O natural é distorcido, deixando o dito “paraíso” inicial como lembrança vaga, até ridícula. A beleza dos corpos nus dos nossos índios, como relembra Mary, foi esquecida, guardada em baús mofados da história, como se os homens, primatas, fossem anjos vestidos. Os portugueses, chegando ao Brasil, em 1500, ressaltaram essa beleza índia: “Suas vergonhas tão nuas e com tanta inocência assim descobertas, que não havia nisso desvergonha alguma”...
De novo, o sentido
pleno da palavra “naturalmente”, relativa à natureza, ao natural, ao
que nos é inato, sem julgamentos! Mary nos faz pensar seriamente a
respeito de nossa identidade, de nossa verdade nua, como nos disse a
pioneira Luz del Fuego. Os colonizadores recém chegados encontraram
uma realidade viva, que não pode ser negada, menosprezada. Mary,
lúcida, comenta: “Eles encontraram povos que tinham outras noções
quanto à nudez, às funções corporais ou à sexualidade.
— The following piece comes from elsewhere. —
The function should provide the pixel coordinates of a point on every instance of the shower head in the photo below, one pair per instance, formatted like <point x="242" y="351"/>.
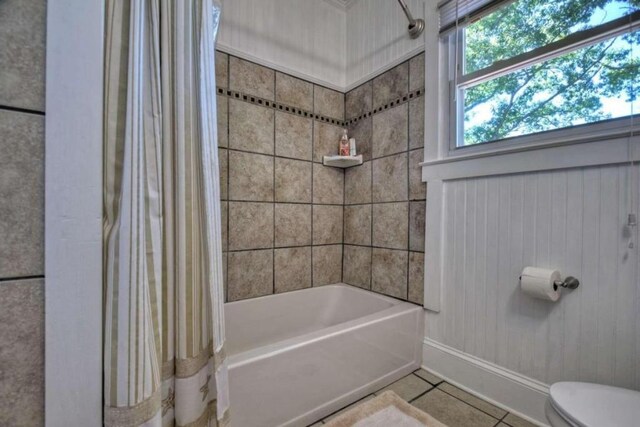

Aos olhos dos
europeus, os “selvagens” não tinham sido ungidos pela Graça
Divina”... Mas os portugueses sentiram efetivamente o que Mary chama
de “cheiro do prazer”, quando nos fala, por exemplo, de higiene, é
verdade, mas sem esquecer a força da natureza, até porque, apesar de
tudo, os nossos índios se mostravam saudáveis, fortes, reprodutivos.
Mary Del Priore
desenvolve um texto respaldado, fiel aos fatos históricos, sem
invencionices oportunistas. Nudez, sexo, higiene, desejo, pecado,
censuras, tudo reunido para informação e reflexão do leitor, que
busca conhecimento. Nesses tempos de individualismo radical, mas de
fanatismos alucinados, por desespero e falta de referência, seria
oportuno pensar um pouco mais nas nossas essências, nas nossas
verdades naturais, que nos organizam e sustentam através dos
séculos. O livro de Mary é um convite irrecusável à nossa melhor
consideração atenta, falando-nos igualmente de pedofilia, de
homossexualidade e doenças, de beatos e de libertinos, de sexo
natural e sem culpa e de sexo contido, delimitado.
Na parte final do seu
livro, Mary anota constatações importantes, que não devem ser postas
de lado. Mary nos lembra que, hoje, está ocorrendo uma brutal
individualização da família, uma passagem do coletivo ao singular,
do grupo ao indivíduo... A sexualidade parece que liberou-se das
exigências de reprodução, sobretudo em face dos modernos
contraceptivos, ressaltando-se o papel fundamental da ciência, dos
estudos da sexualidade, sobretudo, o que não deve invalidar o bom
senso, afinal, o prestígio do respeito e do equilíbrio para uma vida
melhor, sem fundamentalismos ou radicalismos, espera-se. Mary Del
Priore é direta: “E quem somos? Indivíduos de muitas caras... Em
público, civilizados (nem sempre); no privado, sacanas. Na rua,
liberados, em casa, machistas. Ora permissivos, ora autoritários”.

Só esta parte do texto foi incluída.